Harvey Milk was an inspiring person and all-around tough cookie. This day, as many times in recent months, he spoke up to oppose the repressive "Proposition 6" which was placed on the State ballot that year by Senator John Briggs. This measure would have started a witch-hunt to fire public school teachers having any connections, or rumors of connections, with homosexual persons (can you really hide it, do you want to, was it how often, who you are, or what?). Even for talking about homosexuality. Talk about Briggs turning people into sex objects. A gay reporter, Randy Shilts, wrote in the October 31st issue of the San Francisco Chronicle that Briggs had admitted to him that his bill wa purely for political gain, and not because he really cared at all about homosexuals.

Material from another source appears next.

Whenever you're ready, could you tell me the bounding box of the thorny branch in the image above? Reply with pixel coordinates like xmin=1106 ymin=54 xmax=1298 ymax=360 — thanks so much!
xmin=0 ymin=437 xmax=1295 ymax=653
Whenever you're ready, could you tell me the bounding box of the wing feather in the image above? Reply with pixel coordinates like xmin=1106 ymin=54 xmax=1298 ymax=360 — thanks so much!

Frankie Mann and I were going to meet at the rally with our respective cassette recorders in hand. We didn't find each other in the crowd, but fortunately she made a beautiful recording of the event (my portable battery didn't recharge after all).

In the first part of this portrait we listen to Harvey Milk's speech, edited down from an original 8 minutes. Ringing filters tuned in micro-intervals and triggered by his voice make a bell-like sound that could be happening inside your body or resounding off the stone buildings (built for Eternity or at least the next tremor), the sounds returning at different times and locations, a very beautiful spectral event (ancient Peruvians and the rainbow). The negative-going envelope shadowing his voice shuts down the circuit when the people start to cheer, and then there is a small melodic sweep as the filter rests for a moment (I imagine it saying "Whew, that was a good one"). The use of these particular resonant filters was inspired by a work of Robert Ashley's; the way in which they are used is unique to this piece, of course.

Part 2 — The Feeling
In this part we are listening to a resonant and constantly changing memory circuit which accumulates the bell-like sounds, re-cycles and intermoduates them in waves butterflying across a stereo field. Because of the tuning of the filters, a vibrato gradually develops that sounds like the cooing of pigeons. This circuit is part of a larger bluepring piece called How To Do It which helps to generate the feeling of meaning, and to search for those times you become aware that you have made a decision. For instance, if someone said that doing a piece about Harvey Milk would be benefiting by his death, a statement which may have the ring of reason, I would feel that is a jive thing to say because the piece contributes an appreciation of his work and has something new to say aobut perception — I become aware that I have made a decision. So now I can forget it. It'll always be around somewhere (: friends, langague, world; the brain doesn't store messages in specific places but swims in frequency fields forever and creates its own from inside out.)

There are other solutions than seeing the world just in terms of order and anarchy, or defensive freedom and teeth-grinding, eye-squinting dependence. For instance, Jazz and The Bill of Rights/creative co-operation with lots of solos and some moments of group action where someone's gain is not another's loss. (Moving freely among a spectrum of attitudes, he stopped breaking up things and started telling jokes.)

In the interplay of waves of feeling and moments of decision, Harvey Milk helped change an almost certain defeat of Gay rights to an overwhelming vicotry — within the short span of a month before election, public opinion was shifted to bring about a huge defeat of "Proposition 6." Harvey Milk had a wonderful musical cadence to his voice and you knew that he really believed what he was saying. So while over 20 million gay people in the States go about their business as the Pope and pubescents yell "faggots" (a version of Phil Harmonic's famous "Christ was I drunk last night" ...thank you, Phil... and of course Jesus wouldn't have said "faggot"), I can hardly hold back the cheers and the tears when Harvey Milk says "you've got to give them hope!" Thank you, Harvey.

November 27th, 1979 — Evening of a candle light procession in downtown San Francisco in honor of the memory of Mayor George Moscone and Supervisor Harvey Milk.